Yang Delong, chief economist at First Seafront Fund in Shenzhen, Guangdong province, said the pullback was mainly a correction for sectors that had drawn excessive capital and risen too fast, and the scale of the correction should be relatively small.

Wang Yongjian, an analyst at Zhongtai Securities, said that systemic risks are low in the A-share market. He added that structural opportunities exist in upstream resources and selected themes.

Xia Fanjie, a strategist at China Securities, said that he remained optimistic about a slow A-share bull run, fueled by AI and computing. The supportive policies introduced at the Lujiazui Forum held in mid-June in Shanghai will translate into strong performance in the technology-focused STAR Market in Shanghai and ChiNext in Shenzhen, he said.

Yang Weiyong, an associate professor of economics at the University of International Business and Economics, stressed that AI is no castle in the air. He said that it is underpinned by solid technological and industrial foundations, and unlike the dot-com bubble back in 2000, when viable profit models were largely absent, AI today has been deeply integrated into numerous industries and delivered tangible value.
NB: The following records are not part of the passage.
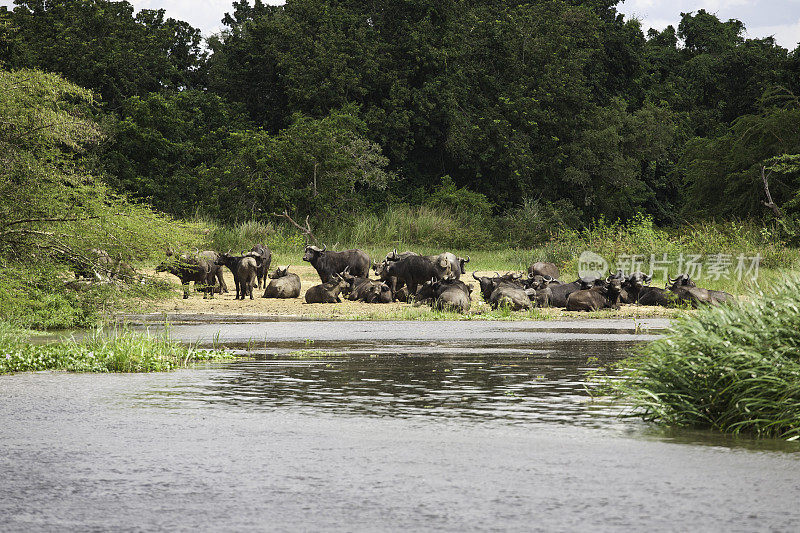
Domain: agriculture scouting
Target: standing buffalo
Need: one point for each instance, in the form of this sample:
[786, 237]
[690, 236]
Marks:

According to Meng Lei, a China equity strategist at UBS Securities, recovery in A-share profitability has been accelerating, which can be seen from the first quarter fiscal results and the improving industrial profits. The average profitability growth rate is likely to reach 11 percent in 2026, up from 3.9 percent last year. Overseas investors are likely to further return to the Chinese stock market, Meng said.